Sculpture seems to have had precedence over architecture in the Varaha mandapa and Mahishamardini mandapa at Mamallapuram. All these bas- reliefs here being masterpieces, some stand out strikingly) the Adhivaraha and the Trivikrama panels of the Varaha mandapa, both showing a rare combination of dynamic movement of the body and the yogic static of the mind, as seen on their faces (the Varaha and Trivikrama have been the favourite themes of the earliest dynasties like Guptas, Chalukyas, Pallavas, Pandyas and Adiyamans for they symbolize the Thakravartin (conquering emperor) concept of the Brahmanical Hinduism.
Later, the imperial Cholas, being staunch Saivites preferred Tripurantaka instead). ii) the Mahishamardini, the most remarkable for its virility, dynamism and grace. The eight armed youthful spinster Durga sitting astride her charging lion mount and the buffalo headed demon fast retreating is a forceful composition. iii) the opposite panel to the above shows Ananthasayi in yogasayana and it is a picture of peace, in contrast to the former. iv) the Somaskanda form of Siva filling the entire back wall of the Mahishamardini mandapa is a unique contribution of the Pallavas to the Hindu iconography and iconology. v) the Govardhan panel occupying the entire face of a rock and vi) the descent of the Ganga.

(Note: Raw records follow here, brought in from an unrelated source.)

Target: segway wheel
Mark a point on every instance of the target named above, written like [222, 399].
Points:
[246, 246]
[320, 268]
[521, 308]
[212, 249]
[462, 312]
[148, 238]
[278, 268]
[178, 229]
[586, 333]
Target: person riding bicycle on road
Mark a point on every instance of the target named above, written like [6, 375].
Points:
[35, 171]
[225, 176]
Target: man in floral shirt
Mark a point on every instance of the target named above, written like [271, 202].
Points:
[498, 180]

The last mentioned is the most outstanding work of art in Mamallapuram. "No magician- sculptors, anywhere
in the world, have ever worked on a fresco as large as this rock- surface. The flow of figures transcends definition. The energies fuse in to each other. The spell of the myth integrates the awareness in to the belief in Arjuna/ Bahiratha asking for the boon". This gigantic open- air relief on two large boulders (20'high x 80' long) with a narrow fissure in between used to serve as the Heavenly Ganga river descending on earth, is a unique one in the entire range of Indian art. it contains over a hundred figures of celestials, men and beasts. The massive elephants with their calves lend an air of realism and dignity to the entire composition.

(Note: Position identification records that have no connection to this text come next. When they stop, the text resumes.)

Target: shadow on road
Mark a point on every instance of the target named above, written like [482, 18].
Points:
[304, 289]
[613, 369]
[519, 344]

The transition from sculpture as architecture, to the structural temple, where the carving adorn the temples, was brought about in Kanchipuram during the reign of Rajasimha, in the first quarter of the eighth century AD. The Kailasanatha temple at Kanchipuram is a sculptural museum by itself with huge number of sculptures depicting various aspects of Siva, which is perhaps the earliest of its kind in the structural temples of Tamilnadu. This tradition was continued by Rajasimha's successors in their temples at Kanchipuram, Tiruttani, Takkolam and Alambakkam.